Die Kunst der Fugue, œuvre entre les œuvres, musique entre les musiques, musique à voir autant qu'à entendre, musique abstraite autant que concrète mais dont la concrétisation (le jeu) est indépendante de l'abstraction (l'écriture). Cette œuvre peut se jouer avec quasiment n'importe quel dispositif, peu importe. Une petite requête d'enquête sur YouTube ou sur DailyMotion le montrera sans difficulté, de même qu'un petit tour au supermarché de la culture en boîte qu'est aujourd'hui la FNAC. Vous pouvez aussi aller chez votre disquaire préféré, s'il y en a encore un pas trop loin de chez vous ;-(. Chaque dispositif apportera sa contribution. L'orgue apportera la continuité sonore, l'orchestre de chambre apportera la danse, l'orchestre symphonique la masse sonore, le clavecin la décomposition éventuellement aigrelette, peu importe : la musique sera toujours là, abstraitement identique et concrètement différente.

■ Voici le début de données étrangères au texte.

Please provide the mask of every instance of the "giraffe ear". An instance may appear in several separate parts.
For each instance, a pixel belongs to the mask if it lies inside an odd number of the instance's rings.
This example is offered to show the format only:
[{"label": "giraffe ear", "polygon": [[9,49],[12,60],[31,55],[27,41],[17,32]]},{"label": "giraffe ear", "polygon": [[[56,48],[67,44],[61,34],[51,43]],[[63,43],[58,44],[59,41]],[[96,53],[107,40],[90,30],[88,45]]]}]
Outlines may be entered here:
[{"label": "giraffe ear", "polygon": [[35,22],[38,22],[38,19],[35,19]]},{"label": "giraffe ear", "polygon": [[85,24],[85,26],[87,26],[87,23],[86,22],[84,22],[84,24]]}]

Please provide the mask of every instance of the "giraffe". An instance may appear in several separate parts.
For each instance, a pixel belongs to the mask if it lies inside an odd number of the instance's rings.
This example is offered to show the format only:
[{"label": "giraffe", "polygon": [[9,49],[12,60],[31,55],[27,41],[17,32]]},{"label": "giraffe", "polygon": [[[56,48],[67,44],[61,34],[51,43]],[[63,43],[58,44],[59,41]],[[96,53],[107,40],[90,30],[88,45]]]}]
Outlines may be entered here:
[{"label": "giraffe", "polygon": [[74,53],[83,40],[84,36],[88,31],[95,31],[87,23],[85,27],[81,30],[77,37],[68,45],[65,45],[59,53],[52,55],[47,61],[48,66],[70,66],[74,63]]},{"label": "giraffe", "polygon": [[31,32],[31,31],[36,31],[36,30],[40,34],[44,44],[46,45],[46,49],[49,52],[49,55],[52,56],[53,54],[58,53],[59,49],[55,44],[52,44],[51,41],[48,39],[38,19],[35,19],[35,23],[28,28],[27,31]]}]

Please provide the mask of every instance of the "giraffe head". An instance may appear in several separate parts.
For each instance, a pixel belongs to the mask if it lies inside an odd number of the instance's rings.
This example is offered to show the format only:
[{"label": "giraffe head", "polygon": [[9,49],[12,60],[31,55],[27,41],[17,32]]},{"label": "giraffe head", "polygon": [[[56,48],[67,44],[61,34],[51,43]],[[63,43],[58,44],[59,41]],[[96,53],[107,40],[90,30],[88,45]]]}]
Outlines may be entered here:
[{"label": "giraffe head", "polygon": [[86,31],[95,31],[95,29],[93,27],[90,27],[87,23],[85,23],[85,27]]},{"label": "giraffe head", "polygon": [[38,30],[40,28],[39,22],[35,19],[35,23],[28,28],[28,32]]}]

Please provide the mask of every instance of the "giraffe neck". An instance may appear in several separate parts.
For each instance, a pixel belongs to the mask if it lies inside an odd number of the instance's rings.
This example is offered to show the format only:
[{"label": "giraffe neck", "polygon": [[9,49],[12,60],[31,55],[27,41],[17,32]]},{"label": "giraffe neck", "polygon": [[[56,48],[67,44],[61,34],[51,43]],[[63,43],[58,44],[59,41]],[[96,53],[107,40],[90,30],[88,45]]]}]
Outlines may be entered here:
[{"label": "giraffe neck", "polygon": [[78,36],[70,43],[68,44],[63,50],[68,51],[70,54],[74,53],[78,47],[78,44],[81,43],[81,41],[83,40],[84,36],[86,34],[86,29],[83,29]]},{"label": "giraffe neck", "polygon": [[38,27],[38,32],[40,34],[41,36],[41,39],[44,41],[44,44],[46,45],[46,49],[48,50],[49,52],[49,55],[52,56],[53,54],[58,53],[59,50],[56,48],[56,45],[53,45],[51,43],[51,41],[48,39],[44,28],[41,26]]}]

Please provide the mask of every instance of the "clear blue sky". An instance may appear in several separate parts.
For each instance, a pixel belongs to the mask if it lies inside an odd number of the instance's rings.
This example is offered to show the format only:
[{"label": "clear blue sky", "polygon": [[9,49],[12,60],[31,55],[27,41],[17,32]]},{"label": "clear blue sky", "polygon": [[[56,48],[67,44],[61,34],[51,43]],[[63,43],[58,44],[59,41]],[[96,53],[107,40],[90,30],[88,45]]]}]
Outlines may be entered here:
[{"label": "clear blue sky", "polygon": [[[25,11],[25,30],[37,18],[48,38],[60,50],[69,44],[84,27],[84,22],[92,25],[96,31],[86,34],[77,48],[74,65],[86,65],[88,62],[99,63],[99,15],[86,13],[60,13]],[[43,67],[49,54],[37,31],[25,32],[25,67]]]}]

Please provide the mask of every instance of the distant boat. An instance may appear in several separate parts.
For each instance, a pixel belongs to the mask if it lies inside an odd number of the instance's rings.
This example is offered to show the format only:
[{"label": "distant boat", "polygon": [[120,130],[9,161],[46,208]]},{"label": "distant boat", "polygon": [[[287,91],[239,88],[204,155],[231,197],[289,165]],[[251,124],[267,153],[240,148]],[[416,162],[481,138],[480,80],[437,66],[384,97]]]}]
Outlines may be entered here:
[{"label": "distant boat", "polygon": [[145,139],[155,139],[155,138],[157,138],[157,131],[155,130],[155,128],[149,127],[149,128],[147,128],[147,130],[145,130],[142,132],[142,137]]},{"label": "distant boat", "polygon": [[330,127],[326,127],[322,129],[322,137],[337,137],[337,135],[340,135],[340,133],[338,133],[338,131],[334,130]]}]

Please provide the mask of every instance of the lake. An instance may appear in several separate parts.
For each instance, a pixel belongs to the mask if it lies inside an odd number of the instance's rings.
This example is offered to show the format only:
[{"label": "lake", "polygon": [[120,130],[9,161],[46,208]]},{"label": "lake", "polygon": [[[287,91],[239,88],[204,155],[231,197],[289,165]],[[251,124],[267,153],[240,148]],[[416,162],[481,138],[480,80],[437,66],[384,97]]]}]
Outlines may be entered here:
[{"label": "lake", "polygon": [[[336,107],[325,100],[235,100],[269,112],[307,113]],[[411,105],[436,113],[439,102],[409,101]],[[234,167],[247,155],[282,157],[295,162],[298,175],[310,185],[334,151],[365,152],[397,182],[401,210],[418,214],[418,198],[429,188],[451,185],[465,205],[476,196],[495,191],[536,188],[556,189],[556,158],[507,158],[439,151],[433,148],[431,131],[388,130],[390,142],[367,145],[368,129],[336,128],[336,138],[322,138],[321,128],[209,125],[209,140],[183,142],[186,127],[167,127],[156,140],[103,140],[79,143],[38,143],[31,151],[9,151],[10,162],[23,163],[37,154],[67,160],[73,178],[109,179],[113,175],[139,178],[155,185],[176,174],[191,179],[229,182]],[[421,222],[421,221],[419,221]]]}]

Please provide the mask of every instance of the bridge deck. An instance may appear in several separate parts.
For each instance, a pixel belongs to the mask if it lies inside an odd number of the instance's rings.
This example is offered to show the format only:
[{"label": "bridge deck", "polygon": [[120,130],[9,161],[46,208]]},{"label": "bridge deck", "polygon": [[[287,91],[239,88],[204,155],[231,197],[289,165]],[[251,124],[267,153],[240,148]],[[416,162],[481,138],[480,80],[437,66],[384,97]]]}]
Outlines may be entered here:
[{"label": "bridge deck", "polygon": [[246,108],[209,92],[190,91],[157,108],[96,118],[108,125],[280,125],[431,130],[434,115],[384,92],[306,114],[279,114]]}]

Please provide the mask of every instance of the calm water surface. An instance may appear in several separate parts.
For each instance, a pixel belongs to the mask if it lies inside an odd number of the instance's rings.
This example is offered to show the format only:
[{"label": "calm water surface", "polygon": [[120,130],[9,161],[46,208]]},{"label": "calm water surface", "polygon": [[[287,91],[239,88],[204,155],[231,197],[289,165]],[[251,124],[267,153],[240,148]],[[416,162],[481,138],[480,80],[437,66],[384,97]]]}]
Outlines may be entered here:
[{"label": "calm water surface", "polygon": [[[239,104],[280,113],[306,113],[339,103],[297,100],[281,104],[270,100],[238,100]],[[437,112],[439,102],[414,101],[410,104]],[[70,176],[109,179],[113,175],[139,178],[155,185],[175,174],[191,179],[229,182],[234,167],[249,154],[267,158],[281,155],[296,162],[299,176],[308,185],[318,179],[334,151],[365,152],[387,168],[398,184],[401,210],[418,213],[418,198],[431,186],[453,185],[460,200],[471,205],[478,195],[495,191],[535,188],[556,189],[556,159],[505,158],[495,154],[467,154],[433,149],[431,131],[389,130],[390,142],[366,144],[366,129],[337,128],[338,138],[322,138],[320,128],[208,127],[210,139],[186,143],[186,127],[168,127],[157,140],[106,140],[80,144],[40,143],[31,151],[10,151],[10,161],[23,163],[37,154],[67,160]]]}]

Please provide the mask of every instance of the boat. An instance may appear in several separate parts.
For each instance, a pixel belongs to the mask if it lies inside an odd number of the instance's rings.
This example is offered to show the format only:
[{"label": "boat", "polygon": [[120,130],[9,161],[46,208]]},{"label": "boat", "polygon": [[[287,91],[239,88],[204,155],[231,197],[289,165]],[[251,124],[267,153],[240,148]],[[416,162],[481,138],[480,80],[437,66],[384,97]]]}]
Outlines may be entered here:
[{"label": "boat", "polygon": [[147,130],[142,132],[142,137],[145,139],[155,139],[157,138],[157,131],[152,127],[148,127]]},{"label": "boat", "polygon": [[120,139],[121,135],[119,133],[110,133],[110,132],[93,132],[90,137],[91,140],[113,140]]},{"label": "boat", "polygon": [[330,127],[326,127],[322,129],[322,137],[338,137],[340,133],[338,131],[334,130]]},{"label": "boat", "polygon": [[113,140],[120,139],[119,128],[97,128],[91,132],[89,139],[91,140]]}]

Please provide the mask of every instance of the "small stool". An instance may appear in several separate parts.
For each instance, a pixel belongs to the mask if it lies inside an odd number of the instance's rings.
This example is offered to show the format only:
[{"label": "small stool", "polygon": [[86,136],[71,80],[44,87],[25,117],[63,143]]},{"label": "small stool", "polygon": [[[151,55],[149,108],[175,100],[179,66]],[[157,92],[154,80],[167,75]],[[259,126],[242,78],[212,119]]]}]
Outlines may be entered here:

On sait que la musique est un des lieux privilégiés de la dialectique entre le Même et l'Autre sous plusieurs aspects. En voilà un qui semble propre à JS Bach - du moins à son apogée avec lui -, entre l'écriture qui fige le Même et le jeu qui sera fatalement l'expression de l'Autre, du nécessairement Différent. Bref, musique abstraite, musique dont l'écriture suffit à assurer la cohérence, l'évidence ; musique à lire en quelque sorte. L'interprétation certes est toujours différente, ou plutôt le même texte musical connaîtra une multitude d'interprétations. Les six Sonates en trio par Walcha sont différentes de celles de Chapuis qui sont différentes de celle d'Isoir etc. L'altérité repose là sur l'individualité des interprètes, sur leur parti pris esthétique et technique. Dans le cas qui nous intéresse, l'altérité repose sur la pré-éminence de l'écriture qui relègue tout ce qui vient après dans le champ du nécessairement autre. Entre Walcha, Chapuis et Isoir, on pourra choisir selon le respect de l'oeuvre écrite c'est-à-dire le lien avec la source par exemple. Dans le cas qui nous intéresse, la question ne se pose même pas.
Dès l'époque du Départ précipité, adolescent puis jeune adulte, je lisais Bach ainsi, dans le texte en quelque sorte. "Texte" de l'Art de la fugue, texte des pièces pour orgue... Je m'émerveillais de cette écriture si "intelligente" que son exécution paraissait presque secondaire, relevait de l'aléatoire. Curieux retournement pour un musicien salarié qui fut obligé de "produire" très régulièrement pour la tenue des offices religieux, quitte à se reprendre, à s'autoplagier. À l'extrême fin de sa vie, il se paye le luxe d'une musique que l'idée suffit à faire exister, une musique dont l'exécution à la limite n'apporte rien si ce n'est l'instrument lui-même, une musique qui pré-existe comme musique à son exécution.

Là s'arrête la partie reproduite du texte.